Чернышевский сообщил об этом Некрасову; он писал, что остановку "Современника" надо рассматривать как "часть общего ряда действий" правительства, направленных против прогрессивного лагеря, как признак широкого наступления реакции. Он прибавил к этому: "Репрессивное направление теперь так сильно, что всякие хлопоты были бы пока совершенно бесполезны. Поэтому приезжать Вам теперь в Петербург по делу о "Современнике" совершенно напрасно" (19 июня 1862 года).

"Репрессивное направление" усиливалось. Продолжались аресты в среде передовых литераторов. 2 июля был арестован критик "Русского слова" Д. И. Писарев, написавший смелый памфлет против "дома Романовых". А через пять дней, 7 июля, ворота Петропавловской крепости захлопнулись за самим Чернышевским. В тот же день был арестован Н. Серно-Соловьевич. Правительство явно решило покончить с оппозиционной партией.
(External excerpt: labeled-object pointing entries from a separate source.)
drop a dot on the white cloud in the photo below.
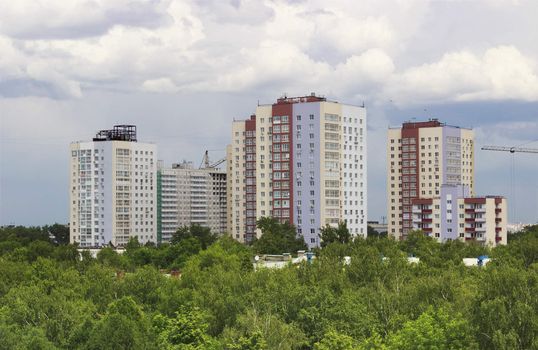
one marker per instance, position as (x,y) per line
(160,85)
(345,50)
(502,72)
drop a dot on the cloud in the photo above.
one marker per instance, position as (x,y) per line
(502,72)
(48,48)
(59,19)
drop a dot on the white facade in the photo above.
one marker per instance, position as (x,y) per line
(422,156)
(192,196)
(112,192)
(308,168)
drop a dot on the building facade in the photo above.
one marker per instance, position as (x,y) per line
(422,156)
(190,196)
(454,214)
(300,160)
(113,189)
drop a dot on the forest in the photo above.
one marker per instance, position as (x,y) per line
(201,292)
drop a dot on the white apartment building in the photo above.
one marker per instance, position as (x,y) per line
(301,160)
(190,196)
(113,189)
(422,156)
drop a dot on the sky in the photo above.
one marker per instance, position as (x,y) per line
(183,70)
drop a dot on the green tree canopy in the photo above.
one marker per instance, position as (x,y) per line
(277,238)
(201,233)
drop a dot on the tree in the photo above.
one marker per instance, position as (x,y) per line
(123,327)
(187,330)
(331,234)
(277,238)
(60,233)
(336,341)
(434,329)
(201,233)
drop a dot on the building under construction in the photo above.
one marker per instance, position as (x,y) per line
(187,195)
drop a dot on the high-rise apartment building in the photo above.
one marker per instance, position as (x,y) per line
(301,160)
(190,196)
(455,215)
(422,156)
(113,189)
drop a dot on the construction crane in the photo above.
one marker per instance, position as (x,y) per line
(205,161)
(510,149)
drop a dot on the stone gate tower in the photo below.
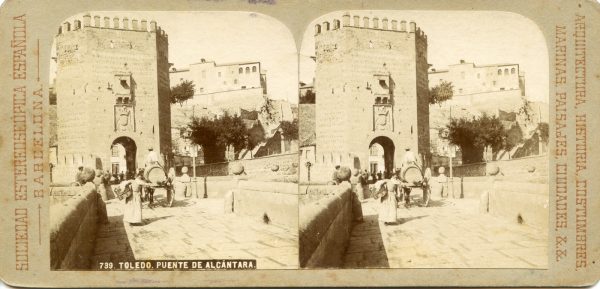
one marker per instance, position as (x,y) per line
(112,87)
(371,86)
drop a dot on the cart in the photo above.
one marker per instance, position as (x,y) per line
(157,177)
(413,177)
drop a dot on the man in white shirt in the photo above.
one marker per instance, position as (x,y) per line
(409,158)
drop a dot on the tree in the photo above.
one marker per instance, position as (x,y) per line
(232,131)
(182,92)
(526,110)
(473,135)
(514,136)
(256,135)
(204,132)
(216,135)
(289,129)
(441,92)
(309,97)
(267,109)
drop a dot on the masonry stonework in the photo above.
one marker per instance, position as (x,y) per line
(372,83)
(112,86)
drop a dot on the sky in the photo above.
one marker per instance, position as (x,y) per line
(481,37)
(227,37)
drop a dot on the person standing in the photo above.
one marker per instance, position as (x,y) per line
(334,176)
(169,187)
(388,213)
(132,212)
(181,184)
(152,159)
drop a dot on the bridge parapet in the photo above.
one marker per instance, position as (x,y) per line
(325,225)
(73,226)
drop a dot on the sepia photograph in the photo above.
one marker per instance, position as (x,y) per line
(423,141)
(173,136)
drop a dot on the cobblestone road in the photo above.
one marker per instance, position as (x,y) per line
(194,229)
(451,233)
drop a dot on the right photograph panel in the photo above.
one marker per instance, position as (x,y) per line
(423,141)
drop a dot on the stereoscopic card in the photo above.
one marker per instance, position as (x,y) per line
(299,143)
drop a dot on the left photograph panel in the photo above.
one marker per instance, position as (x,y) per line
(173,142)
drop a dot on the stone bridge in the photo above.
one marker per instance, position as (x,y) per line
(492,222)
(262,226)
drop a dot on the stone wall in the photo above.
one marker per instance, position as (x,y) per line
(111,84)
(60,194)
(325,226)
(270,202)
(538,165)
(267,167)
(371,80)
(73,225)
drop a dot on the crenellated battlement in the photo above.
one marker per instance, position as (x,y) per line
(356,21)
(115,23)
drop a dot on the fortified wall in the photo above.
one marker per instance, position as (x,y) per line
(371,79)
(112,87)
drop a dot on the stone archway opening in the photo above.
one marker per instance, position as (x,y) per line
(381,156)
(123,156)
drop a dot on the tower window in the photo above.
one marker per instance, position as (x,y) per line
(383,84)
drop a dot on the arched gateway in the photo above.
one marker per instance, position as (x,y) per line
(123,156)
(372,93)
(381,155)
(112,101)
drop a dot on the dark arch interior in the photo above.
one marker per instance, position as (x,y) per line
(130,152)
(388,152)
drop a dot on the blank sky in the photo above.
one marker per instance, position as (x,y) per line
(476,36)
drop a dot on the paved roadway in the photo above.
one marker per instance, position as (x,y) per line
(194,229)
(451,233)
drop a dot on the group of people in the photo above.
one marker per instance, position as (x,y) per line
(140,189)
(391,189)
(134,188)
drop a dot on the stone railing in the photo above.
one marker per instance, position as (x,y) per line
(271,202)
(73,225)
(325,226)
(266,167)
(523,199)
(537,165)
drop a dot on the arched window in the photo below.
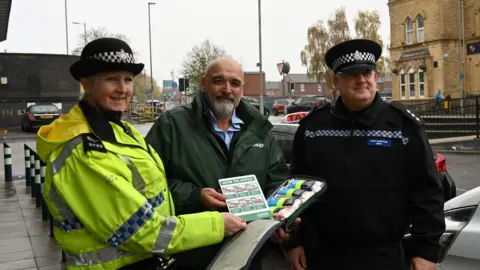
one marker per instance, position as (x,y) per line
(409,29)
(403,94)
(421,83)
(411,83)
(420,29)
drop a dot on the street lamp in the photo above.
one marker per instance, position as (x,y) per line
(66,25)
(150,41)
(84,31)
(260,52)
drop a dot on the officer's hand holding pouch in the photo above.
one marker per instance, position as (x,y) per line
(233,224)
(296,258)
(280,234)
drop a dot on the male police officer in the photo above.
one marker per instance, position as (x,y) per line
(380,172)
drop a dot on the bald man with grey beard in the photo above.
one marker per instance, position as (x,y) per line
(216,136)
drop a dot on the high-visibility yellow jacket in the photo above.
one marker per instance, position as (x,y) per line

В редакции "Современника", в демократических кругах все это произвело самое тягостное впечатление, "Страшно больно, что Серно-Соловьевича, Чернышевского и других взяли", - писал в одном из писем Герцен (9 августа). В то же время охранители и либералы пытались оправдать политику правительства. Например, К. Д. Кавелин, наглядно показывая, на что способен российский либерализм, вполне одобрял репрессии: "Аресты меня не удивляют и... не кажутся возмутительными. Это война: кто кого одолеет. Революционная партия считает все средства хорошими, чтобы сбросить правительство, а оно защищается своими средствами..."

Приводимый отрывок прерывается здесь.